Literature DB >> 29423558

Automated sleep staging of OSAs based on ICA preprocessing and consolidation of temporal correlations.

Somayeh Raiesdana1.   

Abstract

An automated sleep staging based on analyzing long-range time correlations in EEG is proposed. These correlations, indicating time-scale invariant property or self-similarity at different time scales, are known to be salient dynamical characteristics of stage succession for a sleeping brain even when the subject suffers a destructive disorder such as Obstructive Sleep Apnea (OSA). The goal is to extract a set of complementary features from cerebral sources mapped onto the scalp electrodes or from a number of denoised EEG channels. For this purpose, source localization/extraction and noise reduction approaches based on Independent Component Analysis were used prior to correlation analysis. Feature extracted segments were then classified in one of the five classes including WAKE, STAGE1, STAGE2, SWS and REM via an ensemble neuro-fuzzy classifier. Some techniques were employed to improve the classifier's performance including Scaled Conjugate Gradient Method to speed up learning the ANFIS classifiers, a pruning algorithm to eliminate irrelevant fuzzy rules and the 10-fold cross-validation technique to train and test the system more efficiently. The performance of classification for two strategies including (1) feature extraction from effective cerebral sources and (2) feature extraction from selected channels of denoised EEG signals was compared and contrasted in terms of training errors and test accuracies. The first and second strategies achieved 92.23 and 88.74% agreement with human expert respectively which indicates the effectiveness of the staging system based on cerebral sources of activity.
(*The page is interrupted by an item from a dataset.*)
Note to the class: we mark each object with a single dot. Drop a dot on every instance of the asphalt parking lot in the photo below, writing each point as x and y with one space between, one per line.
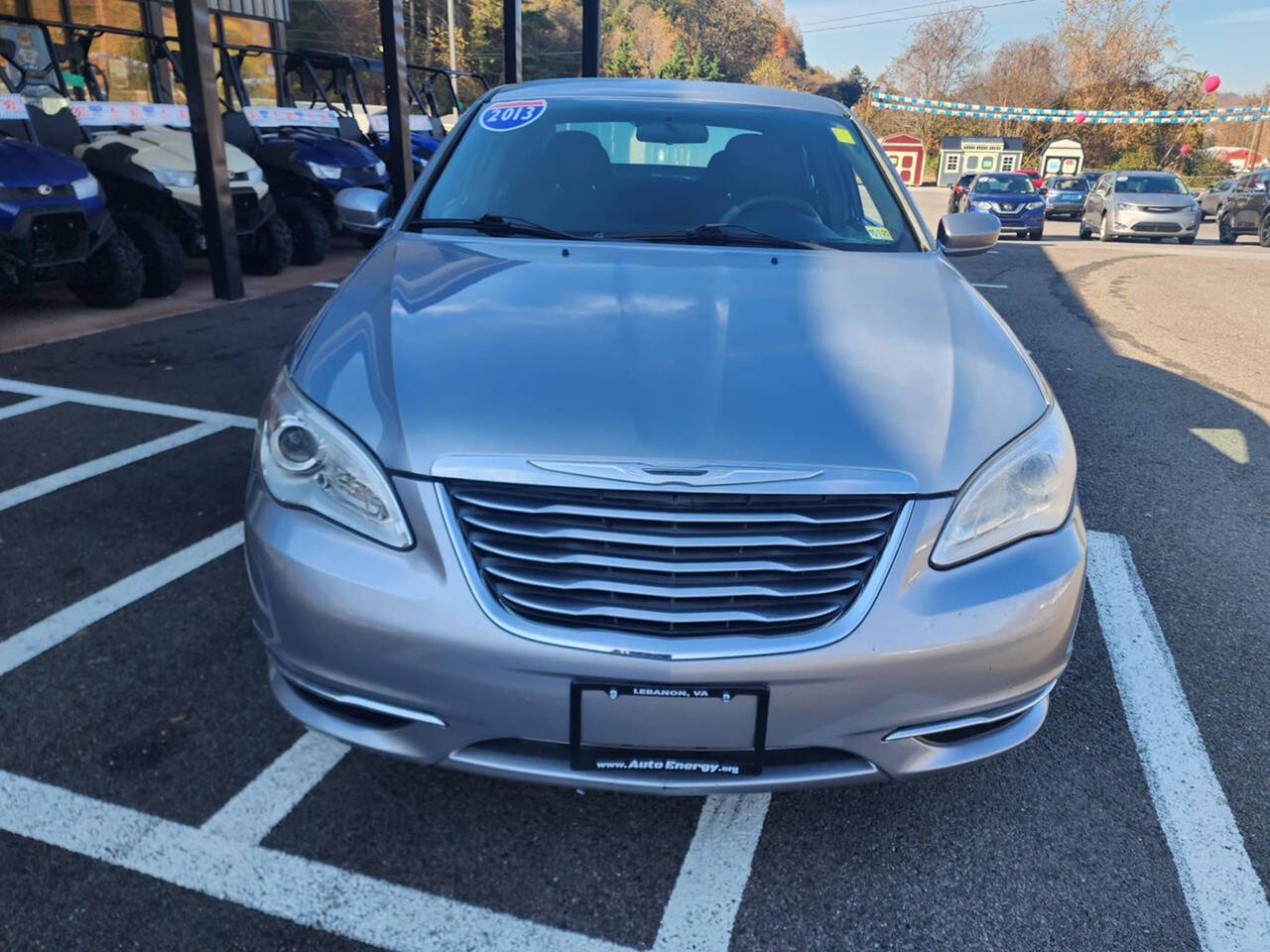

Our results further indicate that the misclassification rates were almost below 10%. The proposed automated sleep staging system is reliable due to the fact that it is based on the underlying dynamics of sleep staging which is less likely to be affected by sleep fragmentations occurred repeatedly in OSA.

Entities:  

Keywords:  Independent components; Long range temporal correlation; Multifractal analysis; Neuro-fuzzy classifier; Obstructive Sleep Apnea; Sleep staging

Mesh:

Year:  2018        PMID: 29423558     DOI: 10.1007/s13246-018-0624-0

Source DB:  PubMed          Journal:  Australas Phys Eng Sci Med        ISSN: 0158-9938            Impact factor:   1.430


  1 in total

1.  Key Feature Extraction Method of Electroencephalogram Signal by Independent Component Analysis for Athlete Selection and Training.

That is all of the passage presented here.